Book Review
The Stolen Village by Des Ekin
Baltimore and the Barbary Pirates
First published in 2008 by O’Brien Press Ltd
The Stolen Village opens with a thrilling description of a pirate raid on the small village of Baltimore, located on Ireland’s rugged southwestern shore, in June 1631.
The attackers, Barbary pirates, on board two sea going ships wait for nightfall before swooping on the small community peacefully slumbering, and awaking them to a horrific future.
Any who stood in their way were brutally hacked down on the spot and those who surrendered were dragged down to the waiting boats and ferried out to the ships and the prospect of a perilous voyage.
Anxious not to appear Islamophobic, Mr Ekin quickly points out that pirate leader, Murat Ray was in fact born a Christian in the Netherlands and had since converted to Islam and was now based in Algiers.
The Stolen Village further explains that many of the Barbary pirates were led by Christian renegades happy to raid their former homes.
107 luckless residents were snatched from their beds that night, men, women and children.

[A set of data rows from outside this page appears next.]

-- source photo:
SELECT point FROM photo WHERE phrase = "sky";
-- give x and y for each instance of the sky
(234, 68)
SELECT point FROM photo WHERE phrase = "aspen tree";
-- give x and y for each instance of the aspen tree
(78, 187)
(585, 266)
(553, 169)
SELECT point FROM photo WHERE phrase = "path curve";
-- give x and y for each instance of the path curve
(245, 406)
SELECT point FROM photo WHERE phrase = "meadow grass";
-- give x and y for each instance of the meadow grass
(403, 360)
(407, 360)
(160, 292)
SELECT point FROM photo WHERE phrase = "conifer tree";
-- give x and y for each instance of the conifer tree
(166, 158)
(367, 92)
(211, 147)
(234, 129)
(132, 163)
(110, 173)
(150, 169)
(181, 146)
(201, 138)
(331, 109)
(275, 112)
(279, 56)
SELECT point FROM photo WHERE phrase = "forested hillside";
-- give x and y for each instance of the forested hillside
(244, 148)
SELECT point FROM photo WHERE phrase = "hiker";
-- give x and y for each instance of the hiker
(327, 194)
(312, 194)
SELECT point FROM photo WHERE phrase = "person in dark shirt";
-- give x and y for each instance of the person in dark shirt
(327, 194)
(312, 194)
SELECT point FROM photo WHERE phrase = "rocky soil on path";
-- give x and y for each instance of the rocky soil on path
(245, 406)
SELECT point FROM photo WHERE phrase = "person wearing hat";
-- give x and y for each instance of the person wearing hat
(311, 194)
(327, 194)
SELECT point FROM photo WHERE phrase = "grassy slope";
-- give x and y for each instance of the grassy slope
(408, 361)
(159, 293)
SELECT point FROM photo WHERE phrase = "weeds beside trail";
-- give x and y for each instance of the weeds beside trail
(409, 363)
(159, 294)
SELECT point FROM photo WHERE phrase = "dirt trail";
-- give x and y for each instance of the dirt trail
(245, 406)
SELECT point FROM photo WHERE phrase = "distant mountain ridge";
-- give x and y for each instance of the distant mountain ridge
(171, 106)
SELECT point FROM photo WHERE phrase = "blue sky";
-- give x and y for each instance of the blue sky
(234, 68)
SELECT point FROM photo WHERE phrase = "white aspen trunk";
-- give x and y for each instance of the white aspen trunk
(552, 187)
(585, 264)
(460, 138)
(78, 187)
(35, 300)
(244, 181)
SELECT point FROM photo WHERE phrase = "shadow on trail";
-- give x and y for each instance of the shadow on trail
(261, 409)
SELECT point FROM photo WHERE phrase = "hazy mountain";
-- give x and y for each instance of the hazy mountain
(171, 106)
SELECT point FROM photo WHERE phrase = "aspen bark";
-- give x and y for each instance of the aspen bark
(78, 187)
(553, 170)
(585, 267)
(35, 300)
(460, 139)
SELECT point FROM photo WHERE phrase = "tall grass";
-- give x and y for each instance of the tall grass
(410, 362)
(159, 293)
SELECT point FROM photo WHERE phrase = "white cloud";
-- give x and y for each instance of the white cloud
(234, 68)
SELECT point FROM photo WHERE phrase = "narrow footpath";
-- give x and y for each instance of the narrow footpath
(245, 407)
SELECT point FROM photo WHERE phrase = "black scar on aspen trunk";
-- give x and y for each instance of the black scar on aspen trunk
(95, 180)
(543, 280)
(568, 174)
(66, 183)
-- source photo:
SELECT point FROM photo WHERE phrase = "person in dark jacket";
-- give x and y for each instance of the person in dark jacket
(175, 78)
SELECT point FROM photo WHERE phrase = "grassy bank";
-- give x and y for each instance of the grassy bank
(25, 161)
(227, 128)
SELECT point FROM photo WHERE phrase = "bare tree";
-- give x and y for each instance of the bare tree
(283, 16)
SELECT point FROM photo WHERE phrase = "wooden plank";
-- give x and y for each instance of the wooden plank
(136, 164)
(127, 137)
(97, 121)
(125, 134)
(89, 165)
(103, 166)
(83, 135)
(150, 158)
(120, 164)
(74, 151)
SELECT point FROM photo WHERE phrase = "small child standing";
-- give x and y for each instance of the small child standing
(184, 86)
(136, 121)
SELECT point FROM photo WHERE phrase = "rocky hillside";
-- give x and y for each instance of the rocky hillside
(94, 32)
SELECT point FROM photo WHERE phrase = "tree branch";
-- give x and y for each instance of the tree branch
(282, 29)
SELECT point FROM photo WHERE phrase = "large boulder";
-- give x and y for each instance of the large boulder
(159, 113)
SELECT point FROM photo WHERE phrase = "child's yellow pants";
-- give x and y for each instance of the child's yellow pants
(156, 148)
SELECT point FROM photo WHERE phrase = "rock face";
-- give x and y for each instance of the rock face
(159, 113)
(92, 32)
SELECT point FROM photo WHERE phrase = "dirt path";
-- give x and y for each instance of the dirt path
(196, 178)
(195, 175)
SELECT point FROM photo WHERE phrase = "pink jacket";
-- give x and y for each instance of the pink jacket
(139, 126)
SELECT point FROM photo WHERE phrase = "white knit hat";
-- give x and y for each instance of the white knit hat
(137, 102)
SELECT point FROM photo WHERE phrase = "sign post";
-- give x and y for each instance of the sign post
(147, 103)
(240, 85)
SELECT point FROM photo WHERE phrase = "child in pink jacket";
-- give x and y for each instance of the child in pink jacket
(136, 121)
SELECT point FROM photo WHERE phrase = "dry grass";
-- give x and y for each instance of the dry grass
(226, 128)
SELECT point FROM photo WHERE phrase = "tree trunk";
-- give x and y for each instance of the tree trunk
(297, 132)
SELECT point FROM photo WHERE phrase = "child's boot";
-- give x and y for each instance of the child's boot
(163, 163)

Most were women, the youngest highly prized for their soft, pale skin.
After two villagers, deemed too frail to travel were released, the rest were herded below and the ships set sail, the hope of rescue fading with every mile that passed.

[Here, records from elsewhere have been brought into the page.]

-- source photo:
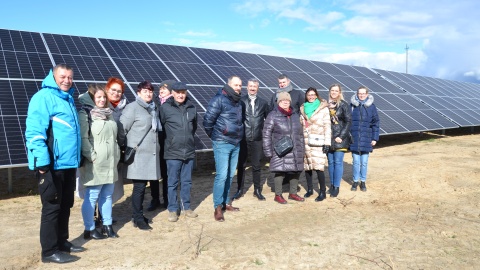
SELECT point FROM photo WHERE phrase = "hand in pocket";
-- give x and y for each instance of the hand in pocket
(46, 186)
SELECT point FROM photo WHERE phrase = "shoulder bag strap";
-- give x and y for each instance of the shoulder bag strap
(148, 130)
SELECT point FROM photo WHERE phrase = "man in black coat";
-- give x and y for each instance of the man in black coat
(284, 85)
(179, 120)
(254, 110)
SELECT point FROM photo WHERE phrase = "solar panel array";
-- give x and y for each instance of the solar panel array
(406, 103)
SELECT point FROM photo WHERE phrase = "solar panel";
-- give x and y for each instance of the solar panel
(406, 102)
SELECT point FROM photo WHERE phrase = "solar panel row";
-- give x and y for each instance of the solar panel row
(406, 103)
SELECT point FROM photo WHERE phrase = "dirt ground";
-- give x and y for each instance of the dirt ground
(421, 211)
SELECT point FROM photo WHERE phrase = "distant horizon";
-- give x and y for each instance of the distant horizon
(442, 37)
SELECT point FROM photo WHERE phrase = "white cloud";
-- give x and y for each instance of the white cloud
(199, 34)
(287, 41)
(381, 60)
(240, 46)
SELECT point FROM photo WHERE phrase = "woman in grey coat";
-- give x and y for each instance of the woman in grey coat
(139, 118)
(284, 121)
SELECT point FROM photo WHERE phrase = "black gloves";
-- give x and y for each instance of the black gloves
(46, 186)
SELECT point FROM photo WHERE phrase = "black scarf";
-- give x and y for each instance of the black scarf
(231, 93)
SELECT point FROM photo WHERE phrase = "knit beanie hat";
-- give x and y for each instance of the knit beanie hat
(282, 96)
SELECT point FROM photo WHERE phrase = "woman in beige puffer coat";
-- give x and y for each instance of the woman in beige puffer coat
(315, 119)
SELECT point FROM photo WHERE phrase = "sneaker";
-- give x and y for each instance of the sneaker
(354, 186)
(295, 197)
(280, 199)
(190, 213)
(172, 216)
(362, 186)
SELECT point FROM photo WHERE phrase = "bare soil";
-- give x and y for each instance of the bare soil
(421, 211)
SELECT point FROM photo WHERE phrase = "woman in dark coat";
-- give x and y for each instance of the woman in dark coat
(365, 132)
(280, 122)
(341, 119)
(139, 118)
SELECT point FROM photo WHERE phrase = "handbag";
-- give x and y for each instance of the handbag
(129, 153)
(315, 139)
(283, 146)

Their arrival in Algiers heralds a carnival like celebrations which must have left them deeply confused.
Until then the prisoners, or some would call hostages, had largely been well treated, and during their voyage would have become acclimatised to their captors, receiving food from them, and learning to follow instructions.

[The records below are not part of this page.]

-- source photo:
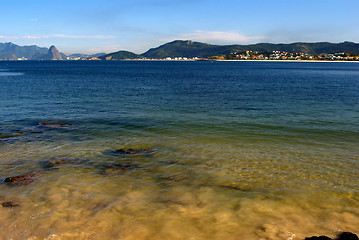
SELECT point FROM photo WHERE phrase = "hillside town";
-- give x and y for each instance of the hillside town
(282, 55)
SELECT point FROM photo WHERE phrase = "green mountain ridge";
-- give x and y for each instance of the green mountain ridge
(178, 48)
(11, 51)
(120, 55)
(190, 49)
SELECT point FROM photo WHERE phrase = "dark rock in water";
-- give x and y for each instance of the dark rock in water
(177, 177)
(53, 125)
(50, 164)
(347, 236)
(24, 179)
(130, 151)
(118, 168)
(9, 204)
(341, 236)
(318, 238)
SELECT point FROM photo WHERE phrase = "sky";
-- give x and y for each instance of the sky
(94, 26)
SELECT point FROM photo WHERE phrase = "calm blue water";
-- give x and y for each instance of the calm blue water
(274, 141)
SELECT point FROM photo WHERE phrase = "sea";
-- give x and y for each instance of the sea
(178, 150)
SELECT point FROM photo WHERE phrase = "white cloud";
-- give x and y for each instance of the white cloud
(57, 36)
(219, 37)
(80, 36)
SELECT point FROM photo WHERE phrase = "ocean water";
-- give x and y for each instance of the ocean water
(231, 150)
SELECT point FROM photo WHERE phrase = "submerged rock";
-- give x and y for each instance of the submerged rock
(53, 125)
(130, 151)
(50, 164)
(341, 236)
(9, 204)
(118, 168)
(177, 177)
(23, 179)
(318, 238)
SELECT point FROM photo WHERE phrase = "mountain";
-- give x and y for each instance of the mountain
(81, 55)
(120, 55)
(52, 54)
(192, 49)
(11, 51)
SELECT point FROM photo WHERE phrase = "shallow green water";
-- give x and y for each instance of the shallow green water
(240, 150)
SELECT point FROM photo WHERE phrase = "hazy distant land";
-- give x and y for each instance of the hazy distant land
(189, 50)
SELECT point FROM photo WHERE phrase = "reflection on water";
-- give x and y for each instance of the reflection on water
(156, 162)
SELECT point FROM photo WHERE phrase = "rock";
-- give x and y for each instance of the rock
(318, 238)
(53, 125)
(341, 236)
(50, 164)
(347, 236)
(130, 151)
(24, 179)
(9, 204)
(118, 168)
(177, 177)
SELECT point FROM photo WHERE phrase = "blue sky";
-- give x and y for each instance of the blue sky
(91, 26)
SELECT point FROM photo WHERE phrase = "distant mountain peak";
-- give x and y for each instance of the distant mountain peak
(53, 54)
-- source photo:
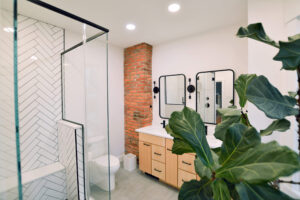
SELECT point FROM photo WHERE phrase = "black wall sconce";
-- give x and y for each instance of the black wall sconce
(190, 88)
(155, 89)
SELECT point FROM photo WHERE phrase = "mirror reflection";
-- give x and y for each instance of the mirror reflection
(214, 90)
(172, 94)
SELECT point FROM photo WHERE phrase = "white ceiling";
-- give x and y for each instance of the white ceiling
(154, 24)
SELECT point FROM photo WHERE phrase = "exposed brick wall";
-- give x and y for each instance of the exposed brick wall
(138, 92)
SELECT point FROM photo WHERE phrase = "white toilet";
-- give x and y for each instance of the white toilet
(98, 164)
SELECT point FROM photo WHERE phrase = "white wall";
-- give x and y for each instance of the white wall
(96, 98)
(274, 16)
(212, 50)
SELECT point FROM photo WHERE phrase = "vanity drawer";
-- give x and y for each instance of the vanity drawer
(152, 139)
(186, 163)
(184, 176)
(158, 153)
(169, 144)
(158, 170)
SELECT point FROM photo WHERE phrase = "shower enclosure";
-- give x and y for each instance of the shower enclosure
(53, 98)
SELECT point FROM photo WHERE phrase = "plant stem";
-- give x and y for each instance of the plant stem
(290, 182)
(298, 116)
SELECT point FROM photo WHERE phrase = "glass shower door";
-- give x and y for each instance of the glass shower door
(85, 101)
(10, 174)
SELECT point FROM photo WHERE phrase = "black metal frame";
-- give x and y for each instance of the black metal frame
(213, 71)
(67, 14)
(159, 85)
(104, 30)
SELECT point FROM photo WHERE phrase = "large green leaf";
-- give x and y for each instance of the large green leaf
(294, 37)
(277, 125)
(238, 139)
(267, 98)
(292, 94)
(241, 85)
(189, 125)
(264, 163)
(256, 32)
(289, 53)
(229, 117)
(180, 146)
(196, 190)
(220, 190)
(202, 170)
(260, 192)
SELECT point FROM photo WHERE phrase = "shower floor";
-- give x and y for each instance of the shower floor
(136, 185)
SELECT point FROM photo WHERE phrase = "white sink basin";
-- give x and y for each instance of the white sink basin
(161, 132)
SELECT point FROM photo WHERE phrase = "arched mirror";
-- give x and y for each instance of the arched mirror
(215, 89)
(172, 94)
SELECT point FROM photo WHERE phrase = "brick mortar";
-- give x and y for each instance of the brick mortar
(137, 92)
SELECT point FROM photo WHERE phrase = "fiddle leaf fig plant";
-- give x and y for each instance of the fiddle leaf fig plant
(243, 168)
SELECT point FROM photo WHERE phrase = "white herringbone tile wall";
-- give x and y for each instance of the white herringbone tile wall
(8, 165)
(39, 71)
(49, 187)
(39, 74)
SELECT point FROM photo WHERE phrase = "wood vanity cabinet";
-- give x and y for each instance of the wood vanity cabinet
(156, 158)
(145, 151)
(171, 164)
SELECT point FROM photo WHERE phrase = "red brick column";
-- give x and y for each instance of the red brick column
(138, 93)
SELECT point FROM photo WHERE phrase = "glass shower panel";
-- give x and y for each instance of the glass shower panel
(52, 145)
(85, 101)
(10, 175)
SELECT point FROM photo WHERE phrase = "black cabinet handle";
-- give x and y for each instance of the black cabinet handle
(157, 170)
(186, 163)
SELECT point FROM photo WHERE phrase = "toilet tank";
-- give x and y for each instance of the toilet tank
(97, 146)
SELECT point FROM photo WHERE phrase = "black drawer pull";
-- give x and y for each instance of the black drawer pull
(157, 170)
(186, 163)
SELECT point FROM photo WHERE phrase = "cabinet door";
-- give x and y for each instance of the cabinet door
(158, 153)
(145, 159)
(171, 164)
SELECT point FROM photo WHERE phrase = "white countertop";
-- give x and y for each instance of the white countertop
(161, 132)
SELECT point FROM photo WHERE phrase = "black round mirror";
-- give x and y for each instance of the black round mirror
(156, 90)
(191, 88)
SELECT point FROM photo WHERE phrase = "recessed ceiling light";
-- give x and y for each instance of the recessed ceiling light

Now ashore once more, they are taken to the Dey’s fine palace to learn their fate, and anxiously listen to the legalistic arguments over their status.
Just as their hopes were rising that they would be set free, they would be crushed by the announcement that they were to be taken as slaves.
All pretence of civility now gone, the captives were ushered outside and herded to the infamous slave market.
Here, both men and women were ordered to undress.
A woman might be offered a robe by a kindly trader as she struggles to comprehend that all her clothes and other personal possessions now belong to her captors.
The trader takes her towards a small group of dealers waiting to inspect her, and after he has taken back his robe she realises her next clothes will be provided by her buyer, or not, as the mood takes him.
She would then wait her turn to be led outside, blinking in the strong sunlight, to the auctioneer’s block.
The men fared no better, many ending up as galley slaves or working from dawn to dusk in stone quarries.
Mr Ekin suggests the lives led by some slaves were no worse than those of indentured servants back at home, even suggesting that laundry would dry far quicker in North Africa than in rain swept Ireland.
He also mentions, somewhat casually, that the grand pasha decided one morning to clean out his harem of some its many occupants.
But rather than simply sending the unwanted home, instead he had several hundred young women tied into weighted sacks and thrown into the river.
To live in such constant fear of imminent death can only be paralleled with what inmates of Nazi concentration camps must have endured.
It is a very good book as it has a lively pace and is well written.